Senin, 15 Januari 2018

Jenis Kabel Data

Kita sudah cukup akrab dengan istilah USB, HDMI, VGA, Mini USB atau MHL dan lain sebagainya. Namun ternyata banyak kita yang belum tahu arti, jenis dan kegunaan dari istilah tersebut.

USB 

USB adalah singkatan dari Universal Serial Bus. Pada mulanya, kabel USB dibuat sebagai alat koneksi antar perangkat, seperti printer, keyboard, mouse, scanner, kamera digital, media player portabel, disk drive dan lain-lain, dengan perangkat komputer. Namun pada perkembangannya kabel USB digunakan juga pada perangkat seperti PDA, smartphone, sebagai charger, video game hingga ke televisi

Kabel USB dikelompokkan kedalam 2 kategori yaitu berdasar versi dan type.

Versi USB

Berdasarkan versinya USB mengacu pada kecepatan dan fungsi kabel. USB yang pertama dikenal dengan versi 1.1 (dirilis Tahun 1998), kecepatan maksimal 12Mbps. Versi ini sudah tidak digunakan.

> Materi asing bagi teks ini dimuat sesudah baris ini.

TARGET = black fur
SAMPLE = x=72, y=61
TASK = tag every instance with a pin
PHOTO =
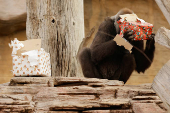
x=106, y=60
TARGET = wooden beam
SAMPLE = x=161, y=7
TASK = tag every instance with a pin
x=60, y=25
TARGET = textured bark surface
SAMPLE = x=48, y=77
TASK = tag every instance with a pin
x=77, y=95
x=60, y=25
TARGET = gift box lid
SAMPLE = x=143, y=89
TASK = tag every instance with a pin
x=129, y=17
x=32, y=44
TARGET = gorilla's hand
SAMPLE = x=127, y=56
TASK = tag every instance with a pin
x=150, y=42
x=128, y=35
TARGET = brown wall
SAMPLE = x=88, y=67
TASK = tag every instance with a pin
x=95, y=12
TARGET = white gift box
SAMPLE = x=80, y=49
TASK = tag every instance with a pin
x=29, y=59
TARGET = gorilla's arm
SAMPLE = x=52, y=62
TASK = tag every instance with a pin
x=142, y=63
x=103, y=50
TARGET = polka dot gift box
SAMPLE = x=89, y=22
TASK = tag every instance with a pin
x=29, y=59
x=141, y=29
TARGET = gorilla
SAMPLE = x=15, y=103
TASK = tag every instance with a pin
x=104, y=59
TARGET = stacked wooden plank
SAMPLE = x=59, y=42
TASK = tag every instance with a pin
x=74, y=95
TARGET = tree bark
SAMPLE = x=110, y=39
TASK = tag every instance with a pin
x=60, y=25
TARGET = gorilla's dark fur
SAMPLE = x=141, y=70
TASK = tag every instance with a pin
x=106, y=60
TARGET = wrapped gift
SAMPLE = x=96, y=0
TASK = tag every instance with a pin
x=141, y=29
x=29, y=59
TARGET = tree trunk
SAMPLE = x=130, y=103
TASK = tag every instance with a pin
x=60, y=25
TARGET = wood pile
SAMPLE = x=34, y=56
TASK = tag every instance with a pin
x=76, y=95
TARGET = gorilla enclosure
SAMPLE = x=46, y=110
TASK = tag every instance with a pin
x=94, y=13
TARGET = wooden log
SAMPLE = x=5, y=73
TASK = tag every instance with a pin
x=161, y=84
x=60, y=25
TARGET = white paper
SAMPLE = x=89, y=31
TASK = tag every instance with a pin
x=32, y=57
x=16, y=45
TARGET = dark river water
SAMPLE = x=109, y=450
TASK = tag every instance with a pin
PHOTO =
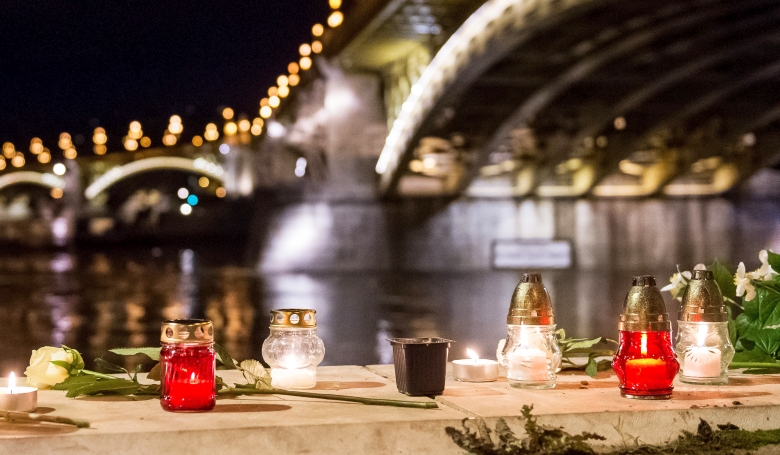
x=95, y=301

Pada April 2000, USB versi 2.0 di perkenalkan dengan memiliki kecepatan maximum hingga 480Mbps pada Hi-Speed mode, atau 12Mbps pada Full-Speed mode. Supply tegangan maximum (max power out put) 2.5V, 1.8A dan tetap berfungsi baik jika dihubungkan dengan versi sebelumnya (backward-compatible with USB 1.1). 


Dirilis sekitar November 2008, USB 3.0 memiliki kecepatan puncak 5Gbps pada SuperSpeed mode. Dan umumnya konektor dan soket USB 3.0 berwarna biru, sebagai tanda untuk menandakan bahwa konektor atau soket tersebut adalah USB versi 3, lihat pada gambar.





USB 3.0 dinamakan juga dengan SuperSpeed USB. Memiliki logo dengan tulisan SUPERSPEED dan simbol agak berbeda dengan versi sebelumnya, berupa tambahan huruf S ganda di pangkal trisula. Supply tegangan maximum (max power out put) USB 3.0 ini adalah 5V, 1.8A of power dan kompatibel dengan USB versi 2.0.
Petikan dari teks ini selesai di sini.